«... Hermance ou un an trop tard,—drame ou comédie, car cet intéressant ouvrage participe de l’un et de l’autre genre.—Madame Ancelot s’y livre, avec la finesse d’observation et avec la grâce du style qui la distinguent, à la peinture vraie et animée de la société,—c’est une admirable investigation de tous les mystères de l’âme;—c’est, en un mot, un ouvrage de longue et haute portée, etc.

Voilà bien des fois qu’on élève des plaintes sérieuses et légitimes sur certaines façons des subordonnés de M. Greterin, directeur des douanes, à l’endroit des voyageurs et surtout des voyageuses.

On prétend que les femmes sont soumises, sur quelques points de la frontière, à des visites minutieuses sur leurs personnes—et... (je cherche des mots pour dire décemment ce que font les employés de M. Greterin) à ces plaintes, il a répondu froidement que ces visites sont faites par des femmes.

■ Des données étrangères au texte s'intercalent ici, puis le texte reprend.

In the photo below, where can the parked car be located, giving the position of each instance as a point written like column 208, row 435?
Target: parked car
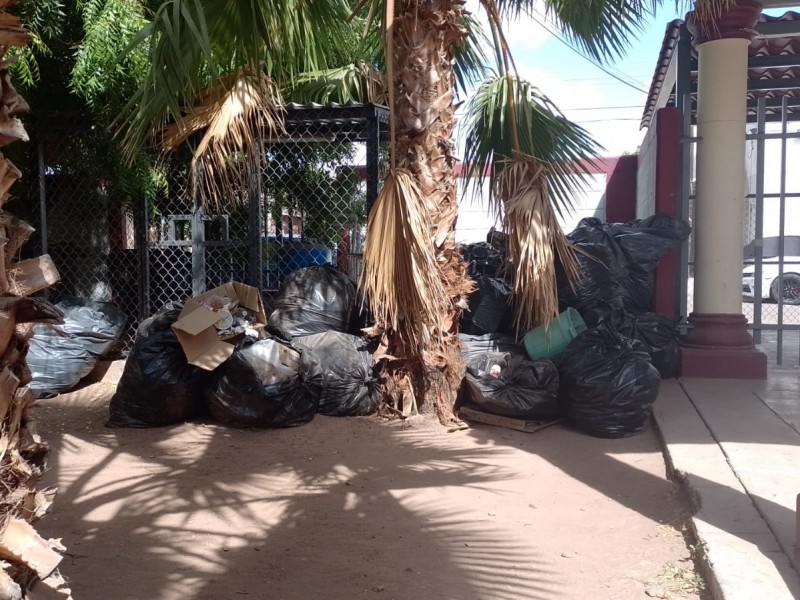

Il me paraît que M. Greterin ne considère la pudeur des femmes que comme une coquetterie—qui n’existe qu’à l’égard des hommes—et qu’il n’y a aucun inconvénient à ce que des femmes portent les mains les plus hardies sur d’autres femmes.—M. Greterin se trompe: ces façons d’agir sont odieuses—et dignes d’un peuple sauvage.

J’avais tort, dernièrement, et j’avais tort avec M. Arago, lorsque pour la centième fois je parlais avec irrévérence de cette éducation exclusivement littéraire donnée à tout un peuple, et de ces deux langues, les deux seules qui ne se parlent pas.—Les plus forts hellénistes ne comprennent pas un mot du grec moderne;—et le latin d’église,—et le latin des savants, ne sont que deux variétés de cette langue connue sous le nom de latin de cuisine.—J’avais tort quand je demandais à quoi servait cette éducation.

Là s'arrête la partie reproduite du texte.